Venturing into a nearby town after hearing what sounds like a marching band, they realize the population of the town has frozen just like the farmer and his dog. They split up to see if they can find any information on what’s going on, to see if they can find even one person who can move. One of the astronauts loses it and yells at the audience of a beauty contest, demanding to know what’s wrong with everyone. As he runs away, one audience member turns his head and smiles.
As they resign themselves to the fate of living on this planet where no one seems to move, they begin to expect to take ownership of that which isn’t theirs. Their first take? A house where a man is sitting on the porch, seemingly reading a newspaper. They jokingly call out to him, only for him to drop the newspaper and converse with them. Shocked, they are in disbelief that this man is alive and can respond after so many people just stood there frozen. Calling himself Jeremy Wickwire, he offers them refreshments and begins explaining where they are: a cemetery. Supposedly, this asteroid allows people to live out their dreams after they’ve died, a service run by a company called Happy Glades. While some of the people in the town are dead, “living” out their fantasy, the rest are, as Wickwire calls them, “imitations”. His role is to be the caretaker, to ensure that no one is disturbed.

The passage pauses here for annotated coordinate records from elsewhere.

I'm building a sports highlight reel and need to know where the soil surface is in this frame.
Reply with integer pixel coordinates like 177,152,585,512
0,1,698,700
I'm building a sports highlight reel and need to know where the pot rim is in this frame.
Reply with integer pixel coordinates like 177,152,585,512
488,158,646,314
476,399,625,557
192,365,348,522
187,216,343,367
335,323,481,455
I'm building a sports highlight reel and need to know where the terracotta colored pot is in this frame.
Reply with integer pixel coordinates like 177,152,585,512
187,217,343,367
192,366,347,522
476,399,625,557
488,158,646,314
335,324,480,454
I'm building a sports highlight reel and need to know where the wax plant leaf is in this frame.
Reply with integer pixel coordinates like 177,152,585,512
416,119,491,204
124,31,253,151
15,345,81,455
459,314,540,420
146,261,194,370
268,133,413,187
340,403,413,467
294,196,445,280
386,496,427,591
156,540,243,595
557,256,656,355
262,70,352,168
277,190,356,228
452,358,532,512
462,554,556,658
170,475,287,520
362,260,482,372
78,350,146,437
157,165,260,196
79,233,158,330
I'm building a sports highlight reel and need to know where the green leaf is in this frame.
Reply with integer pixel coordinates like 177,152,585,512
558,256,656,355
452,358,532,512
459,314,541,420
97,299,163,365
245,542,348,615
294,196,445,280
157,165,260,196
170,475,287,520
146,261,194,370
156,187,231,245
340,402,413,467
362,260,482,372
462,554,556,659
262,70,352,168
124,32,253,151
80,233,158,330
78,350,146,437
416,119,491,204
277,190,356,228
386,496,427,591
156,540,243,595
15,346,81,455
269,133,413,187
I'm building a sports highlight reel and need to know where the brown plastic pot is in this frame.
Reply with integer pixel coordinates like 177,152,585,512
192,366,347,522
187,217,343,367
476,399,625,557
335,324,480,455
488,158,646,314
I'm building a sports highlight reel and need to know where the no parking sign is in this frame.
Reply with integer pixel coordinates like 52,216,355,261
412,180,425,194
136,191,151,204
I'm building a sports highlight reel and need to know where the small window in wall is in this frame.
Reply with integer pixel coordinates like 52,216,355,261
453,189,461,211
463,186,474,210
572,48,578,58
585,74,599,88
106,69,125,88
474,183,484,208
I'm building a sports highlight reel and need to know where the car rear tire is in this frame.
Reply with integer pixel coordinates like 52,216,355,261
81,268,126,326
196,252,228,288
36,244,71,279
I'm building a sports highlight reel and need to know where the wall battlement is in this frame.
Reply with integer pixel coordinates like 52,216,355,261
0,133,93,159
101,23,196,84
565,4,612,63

As they continue their discussion, suddenly it becomes clear that Wickwire has poisoned the drinks that he gave them earlier with something he calls the “eternifying liquid”. As they crumble to the ground and ask for an explanation for this betrayal, Wickwire explains that they are men, “…and while there are men there can be no peace.”
After they die, Wickwire poses them in their spaceship as though they are heading back home to Earth, which was the one wish, the one fantasy, they all shared.
I’m not sure what to make of this episode. Is it trying to comment on a person’s need to know what comes after death? Is it trying to address how we want control of our lives, even when we are no longer alive? Is it a “be careful what you wish for” morality tale? By trying to tackle each of these issues, the episode fails to delve into any of them effectively, which is a shame because these are great foundations for “The Twilight Zone”.
I will say that I appreciate that this is the first time that the show tried to accurately give an explanation as to why the astronauts could go on the surface of the asteroid without worrying about air or gravity. In the beginning, they run tests and calculate that they will be able to function just fine in the Earth-like circumstances.
Also, just because it’s the third time I’ve noticed it, the same house from “The Sixteen-Millimeter Shrine” and “The Purple Testament” makes an appearance as the mayor’s home.
Sadly, this is not an episode that I found to be enjoyable. In fact, I’d rank it, so far, as one of the weakest of the season.